Die Kurzstrecken dominieren andere Betreuer. Dandy Nicholls zum Beispiel, der scheinbar nur Sprinter in seiner Obhut hat. Mit 641 Starts in den letzten 12 Monaten zählt er allerdings nicht zu den kleinen Trainern im Lande. Und auch Goldies Stall ist nicht klein: 506 Mal sattelte der schottische Coach in Flach- und Hindernisrennen. Aber es sind überwiegend Handicaps, in denen ihre Pferde laufen.
Deutlich weniger Vollblüter liefen immer für Robin Bastiman: Dessen bestes Pferd und „ganzer Stolz“ ist Borderlescott, inzwischen 10 Jahre alt. Schon seine Bilanz liest sich nicht schlecht: 58 Starts, 13 Siege, 17 zweite Plätze, sieben dritte Plätze. Höhepunkt seiner Karriere war der Gruppe 1-Erfolg 2009 in den Nunthorpe Stakes in York. Spätestens nach dem Erfolg im Stewards’Cup 2006 zählte der Wallach zu meinen absoluten Favoriten. Das änderte sich auch nicht nach dem Drama im Stewards’Cup ein Jahr später, als ich mich schon über den lukrativen Sieg zum Toto 130 freute, doch die Zielrichter in Goodwood Zidane mit einem kurzen Kopf vorne sahen. Ich bin ja der Meinung, dass die Stewards in Goodwood mir dafür immer noch einen schulden.
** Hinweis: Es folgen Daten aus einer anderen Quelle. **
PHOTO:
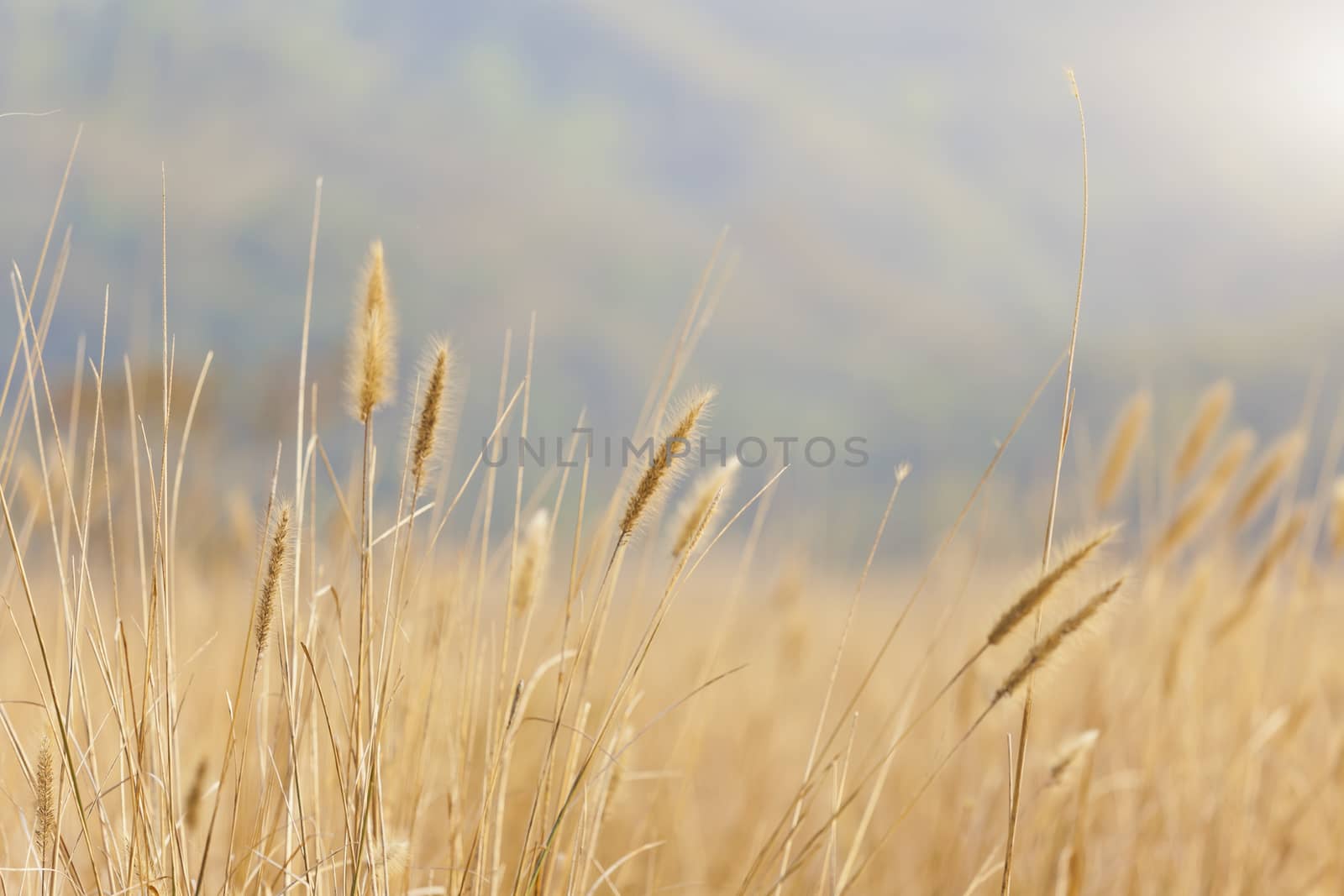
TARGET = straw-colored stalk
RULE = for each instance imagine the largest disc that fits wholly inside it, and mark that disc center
(533, 558)
(1047, 647)
(1337, 519)
(1124, 443)
(276, 562)
(430, 419)
(373, 342)
(658, 476)
(696, 512)
(1270, 557)
(1206, 497)
(1203, 426)
(1280, 458)
(1037, 594)
(45, 805)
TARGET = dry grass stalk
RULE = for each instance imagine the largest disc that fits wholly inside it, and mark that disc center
(694, 513)
(373, 342)
(1124, 443)
(276, 562)
(530, 571)
(1278, 461)
(1047, 647)
(1037, 594)
(1206, 497)
(1203, 426)
(1270, 557)
(430, 419)
(192, 812)
(1337, 519)
(45, 801)
(1066, 762)
(652, 485)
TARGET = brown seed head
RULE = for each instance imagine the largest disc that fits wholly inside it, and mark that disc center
(699, 506)
(1128, 432)
(45, 806)
(530, 571)
(276, 562)
(1207, 495)
(373, 342)
(430, 412)
(1209, 416)
(1039, 654)
(1280, 458)
(1037, 594)
(664, 465)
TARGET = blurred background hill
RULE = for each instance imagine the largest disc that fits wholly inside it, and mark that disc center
(900, 181)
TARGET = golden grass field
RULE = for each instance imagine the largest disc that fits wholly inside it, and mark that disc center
(336, 698)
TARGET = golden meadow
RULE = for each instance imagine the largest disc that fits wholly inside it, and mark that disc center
(347, 694)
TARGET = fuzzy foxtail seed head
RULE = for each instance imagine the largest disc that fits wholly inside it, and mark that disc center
(373, 342)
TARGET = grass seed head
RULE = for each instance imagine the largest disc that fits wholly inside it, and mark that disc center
(373, 342)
Heute ist Borderlescott nicht mehr ganz so gut wie in seinen Glanzzeiten. Er kann aber immer noch mitmischen, zumal er im Handicap Nachlass gefunden hat. Zudem gab es vor dem Rennen fast schon euphorische Töne aus dem Bastiman-Camp. Schlecht lief er dann auch nicht, aber eine echte Siegchance hatte er nicht. Aber es sind solche Pferde, die lang genug dabei sind, die die Faszination Sprint ausmachen. Weil sie eben nicht wie ihre blaublütigen Verwandten spätestens mit vier Jahren in die Zucht gehen und man lange genug mit ihnen seinen Spaß hat.